## Line Chart: Exact Match vs. SFT Ratio
### Overview
This chart displays the relationship between the SFT (Supervised Fine-Tuning) Ratio and the Exact Match percentage for several model sizes. The x-axis represents the SFT Ratio, and the y-axis represents the Exact Match percentage. Multiple lines, each representing a different model size, show how the Exact Match percentage changes as the SFT Ratio increases.
### Components/Axes
* **X-axis:** SFT Ratio (×10⁻⁴). Scale ranges from approximately 1.0 to 4.0, with markers at 1.0, 1.3, 1.7, 2.0, 2.5, 3.0, 3.5, and 4.0.

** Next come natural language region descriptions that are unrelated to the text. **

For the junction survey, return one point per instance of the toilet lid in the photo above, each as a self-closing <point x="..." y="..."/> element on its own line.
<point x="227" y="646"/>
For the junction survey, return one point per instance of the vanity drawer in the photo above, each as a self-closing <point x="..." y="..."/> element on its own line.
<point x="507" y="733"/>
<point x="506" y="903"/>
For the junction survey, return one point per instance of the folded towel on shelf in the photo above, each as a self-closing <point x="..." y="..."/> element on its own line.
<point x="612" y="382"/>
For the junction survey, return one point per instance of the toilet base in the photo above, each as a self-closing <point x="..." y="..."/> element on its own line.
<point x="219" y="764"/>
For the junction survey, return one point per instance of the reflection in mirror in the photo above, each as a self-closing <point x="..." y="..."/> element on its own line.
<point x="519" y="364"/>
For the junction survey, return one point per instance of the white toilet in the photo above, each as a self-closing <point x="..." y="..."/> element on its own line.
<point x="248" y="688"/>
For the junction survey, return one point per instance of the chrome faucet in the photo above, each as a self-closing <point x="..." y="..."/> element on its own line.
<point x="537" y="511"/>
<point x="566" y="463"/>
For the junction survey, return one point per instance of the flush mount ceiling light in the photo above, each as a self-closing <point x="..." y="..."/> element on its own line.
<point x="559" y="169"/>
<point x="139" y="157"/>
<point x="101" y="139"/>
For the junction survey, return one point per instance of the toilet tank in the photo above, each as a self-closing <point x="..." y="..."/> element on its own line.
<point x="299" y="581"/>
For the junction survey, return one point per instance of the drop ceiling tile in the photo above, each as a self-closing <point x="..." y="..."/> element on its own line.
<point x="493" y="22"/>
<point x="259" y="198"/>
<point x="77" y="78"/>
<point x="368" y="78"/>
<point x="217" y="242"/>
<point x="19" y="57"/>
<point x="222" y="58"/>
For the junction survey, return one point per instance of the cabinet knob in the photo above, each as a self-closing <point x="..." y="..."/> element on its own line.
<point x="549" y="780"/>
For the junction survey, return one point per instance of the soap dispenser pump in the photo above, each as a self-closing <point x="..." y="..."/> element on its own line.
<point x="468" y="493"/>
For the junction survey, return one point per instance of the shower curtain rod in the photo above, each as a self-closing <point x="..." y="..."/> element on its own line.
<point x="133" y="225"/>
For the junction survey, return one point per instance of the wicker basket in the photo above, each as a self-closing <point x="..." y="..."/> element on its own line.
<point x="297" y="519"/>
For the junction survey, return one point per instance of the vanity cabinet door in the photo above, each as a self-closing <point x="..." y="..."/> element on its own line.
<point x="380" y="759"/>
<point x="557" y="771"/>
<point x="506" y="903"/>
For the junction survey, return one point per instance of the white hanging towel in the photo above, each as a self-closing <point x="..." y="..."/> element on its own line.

* **Y-axis:** Exact Match (%). Scale ranges from 0 to 100, with markers at 0, 20, 40, 60, 80, and 100.
* **Legend:** Located in the top-right corner, listing the model sizes:
* 68K (Purple)
* 589K (Red, dashed)
* 4.8M (Green, dashed)
* 35M (Blue, dotted)
* 543M (Orange, dotted)
### Detailed Analysis
* **68K (Purple):** The line starts at approximately 40% at an SFT Ratio of 1.0. It rises sharply to around 85% at an SFT Ratio of 1.3, plateaus around 90-95% between SFT Ratios of 1.7 and 3.0, and remains relatively stable at approximately 95% up to an SFT Ratio of 4.0.
* **589K (Red, dashed):** This line exhibits a very steep increase. Starting at approximately 5% at an SFT Ratio of 1.0, it quickly rises to a peak of around 90% at an SFT Ratio of 1.3. It then declines to approximately 80% at an SFT Ratio of 2.0, and remains relatively stable around 80-90% for higher SFT Ratios.
* **4.8M (Green, dashed):** This line starts at approximately 0% at an SFT Ratio of 1.0. It increases gradually to around 20% at an SFT Ratio of 2.0, then rises sharply to approximately 95% at an SFT Ratio of 2.5, and remains stable at around 95-100% for higher SFT Ratios.
* **35M (Blue, dotted):** This line begins at approximately 0% at an SFT Ratio of 1.0. It increases slowly to around 20% at an SFT Ratio of 2.0, then rises rapidly to approximately 98% at an SFT Ratio of 3.0, and remains stable at around 98-100% for higher SFT Ratios.
* **543M (Orange, dotted):** This line starts at approximately 0% at an SFT Ratio of 1.0. It increases gradually to around 10% at an SFT Ratio of 2.0, then rises more steeply to approximately 85% at an SFT Ratio of 3.5, and reaches approximately 95% at an SFT Ratio of 4.0.
### Key Observations
* The 68K model reaches a high Exact Match percentage relatively quickly, but plateaus early.
* The 589K model shows a rapid initial increase, followed by a decline and stabilization.
* Larger models (4.8M, 35M, and 543M) require higher SFT Ratios to achieve high Exact Match percentages, but ultimately reach similar or higher levels of performance.
* The 35M model achieves the highest Exact Match percentage, reaching nearly 100% at an SFT Ratio of 3.0.
* There is a clear positive correlation between model size and the SFT Ratio required to achieve a given Exact Match percentage.
### Interpretation
The chart demonstrates the impact of Supervised Fine-Tuning (SFT) on the performance of models of varying sizes, as measured by the Exact Match percentage. It suggests that larger models generally require more SFT to reach high levels of accuracy, but ultimately have the potential to achieve better performance. The differing curves for each model size indicate that the optimal SFT strategy may vary depending on the model's capacity. The initial rapid gains observed in some models (e.g., 589K) may be due to learning basic patterns, while the continued improvement in larger models (e.g., 35M, 543M) suggests they are capable of learning more complex relationships. The plateauing of the 68K model suggests it may have reached its capacity for improvement with SFT. The data suggests a trade-off between model size, SFT cost, and performance.